If it all sounds easy, then think again. Transitioning from litho print to a data-driven marketing approach was monumental.

“I always likened it to turning a cruise ship, but really what we did was jump off a cliff,” McDaniel said.

She can laugh about it these days. But it was emotionally and physically taxing.

McDaniel and her ex-husband had worked together at ColorMark for more than 10 years after divorcing, but eventually decided to split professionally, too. He wanted to continue with a traditional litho print shop under the ColorMark name, while she wanted to pursue a more data-driven approach in MEDiAHEAD, which opened in 2012. They divvied up employees and equipment.

MEDiAHEAD has flourished, but ColorMark went out of business, McDaniel said. She had to help close out the old company, including the layoffs.

She describes the process as a nightmare. But it strengthened her resolve to keep MEDiAHEAD alive.

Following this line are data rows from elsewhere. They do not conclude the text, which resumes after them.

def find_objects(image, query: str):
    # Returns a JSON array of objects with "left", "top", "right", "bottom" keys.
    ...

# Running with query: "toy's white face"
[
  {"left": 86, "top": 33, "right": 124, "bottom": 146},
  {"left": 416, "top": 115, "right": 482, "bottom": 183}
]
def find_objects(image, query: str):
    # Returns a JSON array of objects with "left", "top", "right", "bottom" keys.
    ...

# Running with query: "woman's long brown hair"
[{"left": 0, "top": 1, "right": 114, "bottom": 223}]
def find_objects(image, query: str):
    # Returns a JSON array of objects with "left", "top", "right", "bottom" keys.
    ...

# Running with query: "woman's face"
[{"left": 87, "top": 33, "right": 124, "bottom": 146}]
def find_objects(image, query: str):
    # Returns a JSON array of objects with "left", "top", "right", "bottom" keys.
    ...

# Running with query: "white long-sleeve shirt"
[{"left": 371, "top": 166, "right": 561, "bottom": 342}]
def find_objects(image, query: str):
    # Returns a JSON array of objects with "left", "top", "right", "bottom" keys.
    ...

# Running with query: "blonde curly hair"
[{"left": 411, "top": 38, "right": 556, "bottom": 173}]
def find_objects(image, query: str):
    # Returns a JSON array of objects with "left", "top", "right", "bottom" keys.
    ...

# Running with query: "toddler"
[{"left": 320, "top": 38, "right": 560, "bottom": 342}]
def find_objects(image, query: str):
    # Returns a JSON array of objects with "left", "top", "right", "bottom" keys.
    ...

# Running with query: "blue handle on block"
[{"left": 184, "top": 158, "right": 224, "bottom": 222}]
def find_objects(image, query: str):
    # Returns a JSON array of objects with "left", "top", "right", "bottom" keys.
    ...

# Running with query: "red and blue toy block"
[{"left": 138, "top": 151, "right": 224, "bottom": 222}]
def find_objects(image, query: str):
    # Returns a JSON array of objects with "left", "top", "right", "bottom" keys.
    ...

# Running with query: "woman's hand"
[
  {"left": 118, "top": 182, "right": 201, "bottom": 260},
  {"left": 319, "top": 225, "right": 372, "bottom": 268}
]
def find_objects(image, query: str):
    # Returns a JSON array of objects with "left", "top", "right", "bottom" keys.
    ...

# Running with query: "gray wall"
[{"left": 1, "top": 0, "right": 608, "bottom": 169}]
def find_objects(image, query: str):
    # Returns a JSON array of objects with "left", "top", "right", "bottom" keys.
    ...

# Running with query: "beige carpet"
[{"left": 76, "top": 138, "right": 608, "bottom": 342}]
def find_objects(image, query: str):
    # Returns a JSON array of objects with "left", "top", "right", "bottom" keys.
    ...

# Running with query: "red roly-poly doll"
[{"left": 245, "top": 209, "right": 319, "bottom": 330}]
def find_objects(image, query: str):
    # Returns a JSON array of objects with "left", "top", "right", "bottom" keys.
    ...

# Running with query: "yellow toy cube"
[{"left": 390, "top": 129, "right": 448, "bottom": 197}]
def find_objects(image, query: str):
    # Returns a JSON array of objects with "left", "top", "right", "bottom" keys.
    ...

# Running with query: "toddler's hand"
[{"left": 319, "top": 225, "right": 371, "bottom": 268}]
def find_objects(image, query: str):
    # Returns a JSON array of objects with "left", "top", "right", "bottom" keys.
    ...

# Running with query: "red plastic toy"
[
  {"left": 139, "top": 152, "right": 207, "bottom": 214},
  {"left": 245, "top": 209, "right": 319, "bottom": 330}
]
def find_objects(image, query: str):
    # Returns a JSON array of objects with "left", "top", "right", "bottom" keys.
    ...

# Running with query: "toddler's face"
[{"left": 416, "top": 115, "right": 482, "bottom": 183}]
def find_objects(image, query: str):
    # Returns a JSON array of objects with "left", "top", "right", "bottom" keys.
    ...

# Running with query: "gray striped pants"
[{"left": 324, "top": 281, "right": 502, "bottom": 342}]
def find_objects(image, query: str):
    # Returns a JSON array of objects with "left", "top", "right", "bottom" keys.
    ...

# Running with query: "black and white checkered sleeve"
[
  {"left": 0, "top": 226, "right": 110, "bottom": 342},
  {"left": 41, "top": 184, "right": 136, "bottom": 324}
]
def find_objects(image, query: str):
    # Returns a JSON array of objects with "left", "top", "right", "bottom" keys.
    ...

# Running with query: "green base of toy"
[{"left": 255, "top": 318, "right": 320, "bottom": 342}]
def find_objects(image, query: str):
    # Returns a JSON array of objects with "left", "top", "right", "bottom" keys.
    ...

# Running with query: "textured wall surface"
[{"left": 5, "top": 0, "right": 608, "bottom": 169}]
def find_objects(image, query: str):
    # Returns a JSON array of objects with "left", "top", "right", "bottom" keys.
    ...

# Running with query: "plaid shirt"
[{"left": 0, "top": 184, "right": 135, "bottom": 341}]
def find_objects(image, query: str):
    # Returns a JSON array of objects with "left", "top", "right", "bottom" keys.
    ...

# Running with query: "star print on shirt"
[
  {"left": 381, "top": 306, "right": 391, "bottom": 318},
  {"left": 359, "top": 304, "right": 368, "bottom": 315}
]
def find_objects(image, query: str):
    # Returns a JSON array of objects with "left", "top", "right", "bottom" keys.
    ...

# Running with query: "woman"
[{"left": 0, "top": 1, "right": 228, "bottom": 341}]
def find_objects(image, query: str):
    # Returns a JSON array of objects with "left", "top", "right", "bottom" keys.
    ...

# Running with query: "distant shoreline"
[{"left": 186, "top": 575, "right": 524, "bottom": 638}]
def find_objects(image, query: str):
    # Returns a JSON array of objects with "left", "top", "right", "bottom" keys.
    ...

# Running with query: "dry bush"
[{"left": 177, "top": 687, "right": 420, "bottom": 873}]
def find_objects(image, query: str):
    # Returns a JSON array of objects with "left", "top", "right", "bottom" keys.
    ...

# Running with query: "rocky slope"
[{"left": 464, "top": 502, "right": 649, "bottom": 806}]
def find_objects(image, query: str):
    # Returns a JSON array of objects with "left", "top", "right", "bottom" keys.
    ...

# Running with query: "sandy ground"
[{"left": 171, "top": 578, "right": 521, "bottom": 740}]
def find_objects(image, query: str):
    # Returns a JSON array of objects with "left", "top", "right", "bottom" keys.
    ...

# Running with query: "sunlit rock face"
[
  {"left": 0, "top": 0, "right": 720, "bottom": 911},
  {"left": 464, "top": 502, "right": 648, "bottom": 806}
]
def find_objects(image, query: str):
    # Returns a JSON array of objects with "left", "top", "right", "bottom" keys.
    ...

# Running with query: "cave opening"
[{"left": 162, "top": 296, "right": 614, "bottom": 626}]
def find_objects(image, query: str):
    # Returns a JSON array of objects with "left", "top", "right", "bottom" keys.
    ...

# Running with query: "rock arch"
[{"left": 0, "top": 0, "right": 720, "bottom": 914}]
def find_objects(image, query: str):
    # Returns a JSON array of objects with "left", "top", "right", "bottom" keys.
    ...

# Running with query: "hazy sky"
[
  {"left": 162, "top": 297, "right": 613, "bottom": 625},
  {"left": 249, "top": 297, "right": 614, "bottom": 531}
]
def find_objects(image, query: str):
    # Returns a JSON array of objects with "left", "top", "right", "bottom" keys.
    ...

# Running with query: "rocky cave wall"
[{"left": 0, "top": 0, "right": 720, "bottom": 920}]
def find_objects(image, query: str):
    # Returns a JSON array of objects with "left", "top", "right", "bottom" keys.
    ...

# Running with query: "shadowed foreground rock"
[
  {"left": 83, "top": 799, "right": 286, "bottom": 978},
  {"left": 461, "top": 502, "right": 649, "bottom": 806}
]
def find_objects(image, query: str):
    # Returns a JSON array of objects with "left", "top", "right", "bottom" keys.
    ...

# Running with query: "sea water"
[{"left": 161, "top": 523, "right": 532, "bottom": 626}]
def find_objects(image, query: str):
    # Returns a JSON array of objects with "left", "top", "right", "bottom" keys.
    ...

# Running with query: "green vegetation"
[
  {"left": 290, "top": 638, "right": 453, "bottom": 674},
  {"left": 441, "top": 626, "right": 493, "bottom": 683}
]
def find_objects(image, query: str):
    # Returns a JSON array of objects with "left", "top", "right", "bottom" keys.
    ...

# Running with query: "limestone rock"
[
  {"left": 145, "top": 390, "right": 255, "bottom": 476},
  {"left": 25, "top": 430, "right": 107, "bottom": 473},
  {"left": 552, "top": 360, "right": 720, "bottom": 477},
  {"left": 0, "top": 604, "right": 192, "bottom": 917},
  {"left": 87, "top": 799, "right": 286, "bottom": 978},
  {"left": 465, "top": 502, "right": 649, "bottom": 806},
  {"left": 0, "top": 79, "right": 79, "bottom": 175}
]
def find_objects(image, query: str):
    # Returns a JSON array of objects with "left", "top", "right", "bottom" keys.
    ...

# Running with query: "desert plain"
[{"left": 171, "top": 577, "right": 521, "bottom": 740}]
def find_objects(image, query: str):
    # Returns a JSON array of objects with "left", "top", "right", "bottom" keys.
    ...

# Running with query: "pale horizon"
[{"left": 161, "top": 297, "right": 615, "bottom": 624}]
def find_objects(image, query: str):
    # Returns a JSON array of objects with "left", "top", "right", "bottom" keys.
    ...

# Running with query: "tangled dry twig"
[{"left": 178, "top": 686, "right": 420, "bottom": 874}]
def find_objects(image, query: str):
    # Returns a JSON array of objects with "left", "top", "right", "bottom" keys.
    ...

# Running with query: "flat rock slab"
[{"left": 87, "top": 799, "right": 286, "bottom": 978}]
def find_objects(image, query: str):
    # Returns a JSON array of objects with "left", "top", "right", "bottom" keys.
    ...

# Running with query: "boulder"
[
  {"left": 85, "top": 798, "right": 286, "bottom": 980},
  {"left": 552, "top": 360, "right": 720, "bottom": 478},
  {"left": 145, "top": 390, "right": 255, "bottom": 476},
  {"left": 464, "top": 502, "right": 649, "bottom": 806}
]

“She’s a survivor,” Reynolds said. “And people don’t know how much it takes to truly run a business and make payroll and innovate and be the best at what you do. They have no idea going in, or else you could probably never do it. Once you’re in, the survivors find themselves, and it’s an amazing thing to watch.”

The experience created a strong bond between McDaniel and her MEDiAHEAD employees.

And that bond is something that clients readily see.

“You can tell when you walk in the building that these people are a team and they respect her. She obviously cares very deeply about them,” said Amy Wilkinson, a national program manager at HNTB.

HNTB has been a customer of ColorMark and then MEDiAHEAD for 25 years. The relationship continues, Wilkinson said, not just because McDaniel is a good person, but because she is constantly generating new solutions. Wilkinson remembers that McDaniel was pushing technology long before any national firm.

“(McDaniel) quoted us on one job where she saved us thousands of dollars,” Wilkinson said. “She found a different way to do it. She didn’t have to do that. She could have done it the old way and made a buck or two, but she doesn’t.

“She really takes time to look at the customer and what truly is best for them, and I think that’s why she has such a good following.”